BANGKOK (Thomson Reuters Foundation) – An Indonesian woman who was gang-raped by eight males, including a 13-year-old boy, after they accused her of adultery now faces public caning under Aceh province’s sharia law, the Jakarta Globe reported on Wednesday.

Vigilantes raped the 25-year-old woman last week in the eastern Aceh town of Langsa after they raided her house and allegedly caught her about to have sex with a 40-year-old married man, the Globe said in an earlier report, quoting the town’s police chief Hariadi.

They also beat up the man and doused both in sewage before marching them to the sharia police. It was only during questioning that the victim revealed she had been gang-raped. Three of the attackers have been arrested.

Ibrahim Latif, head of the sharia office in the town, told the Globe the couple would be caned as they had violated religious regulations on sexual relations.

He said the fact that the woman had been raped would not be taken into consideration in determining the punishment.

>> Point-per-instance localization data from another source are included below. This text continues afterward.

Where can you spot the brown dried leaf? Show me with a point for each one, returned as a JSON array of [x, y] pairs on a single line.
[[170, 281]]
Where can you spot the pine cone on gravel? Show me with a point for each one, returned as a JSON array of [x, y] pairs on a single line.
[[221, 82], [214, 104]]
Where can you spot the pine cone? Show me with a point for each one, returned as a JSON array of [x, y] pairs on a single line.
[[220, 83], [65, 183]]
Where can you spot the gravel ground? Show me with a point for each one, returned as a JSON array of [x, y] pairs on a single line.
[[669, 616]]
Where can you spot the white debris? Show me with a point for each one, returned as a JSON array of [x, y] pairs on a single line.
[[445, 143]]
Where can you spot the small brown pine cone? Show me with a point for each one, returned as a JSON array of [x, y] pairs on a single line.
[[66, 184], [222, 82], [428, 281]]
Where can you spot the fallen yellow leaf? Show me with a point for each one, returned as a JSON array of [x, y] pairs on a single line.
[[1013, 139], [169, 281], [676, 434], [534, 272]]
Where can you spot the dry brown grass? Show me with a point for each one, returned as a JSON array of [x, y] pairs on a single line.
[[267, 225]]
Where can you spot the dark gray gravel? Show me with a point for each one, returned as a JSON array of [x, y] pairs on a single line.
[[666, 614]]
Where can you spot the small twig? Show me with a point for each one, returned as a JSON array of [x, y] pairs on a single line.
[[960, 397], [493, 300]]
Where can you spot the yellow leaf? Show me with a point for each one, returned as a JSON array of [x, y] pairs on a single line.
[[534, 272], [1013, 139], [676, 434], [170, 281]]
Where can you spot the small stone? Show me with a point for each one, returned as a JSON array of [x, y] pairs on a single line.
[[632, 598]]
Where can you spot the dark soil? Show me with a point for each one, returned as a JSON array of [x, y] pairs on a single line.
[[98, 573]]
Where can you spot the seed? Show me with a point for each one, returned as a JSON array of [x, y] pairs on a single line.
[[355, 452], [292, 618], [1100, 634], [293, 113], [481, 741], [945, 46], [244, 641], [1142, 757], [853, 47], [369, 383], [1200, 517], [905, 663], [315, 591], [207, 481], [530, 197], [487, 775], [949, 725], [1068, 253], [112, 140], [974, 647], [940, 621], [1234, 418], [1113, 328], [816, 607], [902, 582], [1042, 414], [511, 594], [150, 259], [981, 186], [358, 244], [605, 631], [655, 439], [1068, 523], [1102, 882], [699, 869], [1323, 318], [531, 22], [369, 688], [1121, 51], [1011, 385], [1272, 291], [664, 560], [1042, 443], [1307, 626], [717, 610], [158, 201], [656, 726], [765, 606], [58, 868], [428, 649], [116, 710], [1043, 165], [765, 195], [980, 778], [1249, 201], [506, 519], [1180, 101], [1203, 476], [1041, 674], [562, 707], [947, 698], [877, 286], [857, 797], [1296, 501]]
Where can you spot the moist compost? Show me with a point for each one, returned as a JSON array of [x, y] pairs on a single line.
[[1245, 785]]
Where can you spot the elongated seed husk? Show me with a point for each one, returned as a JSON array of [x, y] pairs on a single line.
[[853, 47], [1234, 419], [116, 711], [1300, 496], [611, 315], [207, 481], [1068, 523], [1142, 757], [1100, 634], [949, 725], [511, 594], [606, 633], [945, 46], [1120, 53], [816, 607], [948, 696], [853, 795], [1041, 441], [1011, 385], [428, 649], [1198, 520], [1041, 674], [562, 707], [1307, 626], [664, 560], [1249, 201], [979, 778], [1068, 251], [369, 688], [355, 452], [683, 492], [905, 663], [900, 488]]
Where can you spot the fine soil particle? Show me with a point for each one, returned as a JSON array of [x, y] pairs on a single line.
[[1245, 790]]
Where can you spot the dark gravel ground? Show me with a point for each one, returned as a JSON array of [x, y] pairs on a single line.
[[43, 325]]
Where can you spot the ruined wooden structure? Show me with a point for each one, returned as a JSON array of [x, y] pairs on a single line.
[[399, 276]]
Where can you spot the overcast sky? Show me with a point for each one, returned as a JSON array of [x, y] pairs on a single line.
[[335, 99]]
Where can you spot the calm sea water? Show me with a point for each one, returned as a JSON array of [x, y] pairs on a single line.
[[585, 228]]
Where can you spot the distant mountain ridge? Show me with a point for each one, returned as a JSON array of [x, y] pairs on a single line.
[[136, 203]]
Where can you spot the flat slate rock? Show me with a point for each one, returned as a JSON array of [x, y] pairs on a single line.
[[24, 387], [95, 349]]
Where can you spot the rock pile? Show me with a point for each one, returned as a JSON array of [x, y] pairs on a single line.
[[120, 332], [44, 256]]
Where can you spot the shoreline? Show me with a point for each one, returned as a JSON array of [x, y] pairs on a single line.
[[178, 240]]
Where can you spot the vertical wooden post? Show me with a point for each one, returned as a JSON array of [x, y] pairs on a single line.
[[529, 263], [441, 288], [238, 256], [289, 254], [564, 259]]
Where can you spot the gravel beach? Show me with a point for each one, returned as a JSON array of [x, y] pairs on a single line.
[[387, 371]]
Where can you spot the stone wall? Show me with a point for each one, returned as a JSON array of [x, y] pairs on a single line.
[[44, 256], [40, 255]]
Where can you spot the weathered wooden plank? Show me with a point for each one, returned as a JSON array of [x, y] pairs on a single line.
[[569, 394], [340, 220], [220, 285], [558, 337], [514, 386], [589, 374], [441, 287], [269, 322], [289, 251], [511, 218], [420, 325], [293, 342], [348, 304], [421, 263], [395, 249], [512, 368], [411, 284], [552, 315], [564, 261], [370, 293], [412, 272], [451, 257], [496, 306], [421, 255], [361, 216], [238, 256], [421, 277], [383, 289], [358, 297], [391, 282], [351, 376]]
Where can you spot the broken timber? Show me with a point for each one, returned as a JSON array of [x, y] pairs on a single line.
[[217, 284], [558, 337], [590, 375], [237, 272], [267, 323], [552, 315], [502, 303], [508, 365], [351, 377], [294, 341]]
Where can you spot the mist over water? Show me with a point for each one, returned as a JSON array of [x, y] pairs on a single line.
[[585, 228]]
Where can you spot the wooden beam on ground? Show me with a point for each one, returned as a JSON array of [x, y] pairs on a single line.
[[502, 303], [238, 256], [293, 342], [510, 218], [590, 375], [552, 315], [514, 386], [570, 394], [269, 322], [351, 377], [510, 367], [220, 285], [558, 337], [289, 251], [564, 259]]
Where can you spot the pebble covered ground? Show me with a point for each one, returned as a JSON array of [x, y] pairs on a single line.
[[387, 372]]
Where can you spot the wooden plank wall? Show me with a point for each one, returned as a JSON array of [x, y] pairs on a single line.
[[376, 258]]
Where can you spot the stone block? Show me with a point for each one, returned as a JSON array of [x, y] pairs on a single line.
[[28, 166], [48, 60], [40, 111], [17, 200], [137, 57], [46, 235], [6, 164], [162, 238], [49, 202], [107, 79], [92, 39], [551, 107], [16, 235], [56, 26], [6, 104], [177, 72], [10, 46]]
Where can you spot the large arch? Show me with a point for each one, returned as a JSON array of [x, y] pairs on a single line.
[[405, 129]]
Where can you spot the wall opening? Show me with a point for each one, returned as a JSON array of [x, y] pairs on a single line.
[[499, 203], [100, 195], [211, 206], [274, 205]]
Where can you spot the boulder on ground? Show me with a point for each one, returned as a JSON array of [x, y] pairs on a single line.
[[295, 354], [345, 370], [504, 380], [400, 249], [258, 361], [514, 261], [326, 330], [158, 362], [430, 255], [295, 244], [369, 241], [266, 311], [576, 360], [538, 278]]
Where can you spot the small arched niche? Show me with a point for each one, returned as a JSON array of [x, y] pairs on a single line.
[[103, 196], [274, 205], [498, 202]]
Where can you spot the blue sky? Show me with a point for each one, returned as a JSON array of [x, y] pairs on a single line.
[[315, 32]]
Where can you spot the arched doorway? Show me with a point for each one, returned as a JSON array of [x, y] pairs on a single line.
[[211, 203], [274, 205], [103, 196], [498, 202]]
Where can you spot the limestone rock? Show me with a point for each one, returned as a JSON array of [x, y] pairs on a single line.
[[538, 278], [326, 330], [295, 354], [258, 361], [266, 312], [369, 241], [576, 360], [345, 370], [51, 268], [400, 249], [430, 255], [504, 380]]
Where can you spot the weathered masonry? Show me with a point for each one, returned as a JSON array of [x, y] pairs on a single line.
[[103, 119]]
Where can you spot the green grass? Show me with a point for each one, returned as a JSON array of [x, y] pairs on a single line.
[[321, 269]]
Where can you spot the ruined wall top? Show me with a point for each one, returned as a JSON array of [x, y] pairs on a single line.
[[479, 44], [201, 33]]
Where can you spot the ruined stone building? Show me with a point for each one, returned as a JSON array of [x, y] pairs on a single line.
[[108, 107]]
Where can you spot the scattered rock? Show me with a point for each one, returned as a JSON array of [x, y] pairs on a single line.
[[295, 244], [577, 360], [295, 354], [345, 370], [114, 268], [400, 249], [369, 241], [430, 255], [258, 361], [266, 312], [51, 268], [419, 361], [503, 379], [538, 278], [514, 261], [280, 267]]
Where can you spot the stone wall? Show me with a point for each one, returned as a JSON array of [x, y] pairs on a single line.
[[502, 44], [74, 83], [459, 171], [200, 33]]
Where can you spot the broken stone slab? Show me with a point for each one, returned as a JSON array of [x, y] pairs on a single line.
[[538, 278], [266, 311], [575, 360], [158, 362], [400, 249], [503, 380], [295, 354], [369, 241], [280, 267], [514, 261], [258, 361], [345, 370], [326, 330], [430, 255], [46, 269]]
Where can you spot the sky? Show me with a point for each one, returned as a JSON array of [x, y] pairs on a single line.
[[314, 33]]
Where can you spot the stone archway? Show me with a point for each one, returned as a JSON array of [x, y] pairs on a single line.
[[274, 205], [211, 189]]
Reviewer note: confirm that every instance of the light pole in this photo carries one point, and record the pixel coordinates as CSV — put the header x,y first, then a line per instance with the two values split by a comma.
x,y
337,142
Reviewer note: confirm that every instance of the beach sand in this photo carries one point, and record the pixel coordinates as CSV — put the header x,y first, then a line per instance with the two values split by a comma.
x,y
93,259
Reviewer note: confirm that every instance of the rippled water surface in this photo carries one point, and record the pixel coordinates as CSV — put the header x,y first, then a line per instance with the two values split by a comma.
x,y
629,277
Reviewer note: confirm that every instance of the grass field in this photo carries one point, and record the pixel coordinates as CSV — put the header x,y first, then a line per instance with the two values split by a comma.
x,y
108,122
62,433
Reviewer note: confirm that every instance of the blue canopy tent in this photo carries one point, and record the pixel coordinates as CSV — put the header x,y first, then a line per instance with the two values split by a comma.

“They have to be (caned) as a form of justice,” he was quoted as saying. “They’ve confessed to having sex on several previous occasions, even though the man is married and has five children.”

Aceh, in the far west of Indonesia - the world’s most populous Muslim nation - is the only province which follows sharia law, although some districts elsewhere in the country have introduced sharia-inspired bylaws

Rights groups have criticised the implementation of two laws in Aceh - one prohibiting unmarried individuals of different sexes from being together in certain circumstances, known as “seclusion law”, and another that imposes public dress requirements on Muslims - saying that they violate rights and are often enforced abusively.

A 2010 report by Human Rights Watch told how three sharia police officers raped a 19-year-old student in custody after she and her boyfriend were detained on an isolated road in the middle of the day and accused of committing “seclusion”.